Minerva asks, “Does fire destroy magentine?”
“Not really,” I answer.
“Then let’s get out of here.”
“I quite agree.”)
(After they’ve walked the whole way around the barn and back, and cut all their bargains to suit them both, Ben waves me off the wagon. “Come on over here and meet Zahir, Lufti. He’s okay. Zahir, meet Lufti—I’ll vouch for you both.”
Zahir’s got a firm handshake. He’s not Mountainfolk, but few in these lower hills are–I don’t stand out at all. He pushes sun-bleached hair out of those fierce eyes of his and says, “Ben tells me you’ve marched with Cyran hirself.”
“I have.” I say proudly.
“And do the ghosts really defend you, like he says?”
“See this ear? A bullet nicked it. That’s how lucky I am.”
Zahir examines the lobe and whistles. Then he glances at the barn, and back at me again. “You happen to know a couple of redheaded twins, good with horses, don’t care to talk?”
“Yan and Yaimis,” I say sadly. “I did.”
“Did?” He reads my face and his shoulders sag. “Ohhh no.” I nod and say, “Bullet got one of ‘em, and an accursed bridge got the other.” He turns his back to me for a moment, and I see his shoulders twitch a bit. “We killed the bridge,” I add helpfully.
“I kept horses for them,” he says thickly, then wipes his face. “I’ve got sosoka to fetch.” He strides away swiftly.)
And I watch it all over again, the falling redhead, screaming all the way down as I cling to that evil, evil bridge.
I gasp, and gasping rouses me from the nightmare. I open my eyes to a big, blurry face hovering over me, smiling. “Waking by yourself? Good.” It resolves more or less into the visage of Bijal. It’s still dark. I guess we’re on guerilla-time after all.
(I wake in the medical tent. I use the rifle that they left by my cot to pull my clothing over. Then slowly, painfully, I dress. The doctor tore some buttons off the blouse, but I keep some safety pins in a pocket for emergencies. That doesn’t do anything about the hole and the blood, nor the smell of stale sweat, but I have to wear something to get out of here, if I’m going to hold onto command.) “How you feelin’, Deirdre?”
“Good. Refreshed.” I start to stretch, but bandages bind me and my wounds burn. (Tugging on the sleeves pulls at my wound. I hate sleeves.) “Still half asleep, but I think that’ll clear.”
“Then let me get you something to eat.”
“Whatever you want to call it.
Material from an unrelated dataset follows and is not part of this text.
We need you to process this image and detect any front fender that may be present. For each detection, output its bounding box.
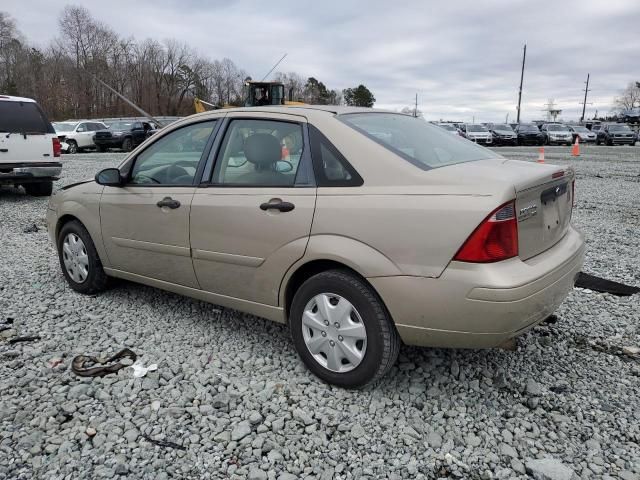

It’s not even midnight yet. But you missed several other meals, and you’ll want something on your stomach for the work before us.”
“May I have biscuits, please?” I ask, still trying to clear my head. “Buttermilk’s the best,” I say with a yawn, “but I’ll settle for the sour-milk kind.”
“I wish! Sounds like you had another of those food-dreams of yours, you lucky stiff!”
“I don’t remember.” Whatever I dreamed did not feel fortunate. I glance around. Tanjin’s nowhere in sight. People would talk about him sharing my bed, no matter how Platonically. Or maybe I just dreamed him. Maybe I did have that much luck.
(I smell chicken and biscuits. I follow the scent to the commissary tent and walk in. The men leap to attention, shock on their faces. Painfully I salute them back, then say, “At ease,” annoyed with the weariness of my voice, and they settle back into their seats, but all eyes follow me as I sit down at the officer’s table (a cheap card table, but draped in proper linen) and wait for service.
We have some new recruits, now. Maybe I can change my reputation.)
Bijal comes by with the food, himself: a scant measure of beans and no bread to go with it. “How long do you think before you get up to snuff?” he asks.
I look for clues as to time, but can’t tell much under the tarp, in the dark. “I’m better already.”
(I wave over Corporal Edwin il’Jala, my aide de camp, force a smile, and take the briefcase that he hands me. I start writing down the orders for tomorrow just as my dinner arrives.)
“Good, because we’ve got work to do, and I need you to take command. You got us some recruits last night—do you remember?”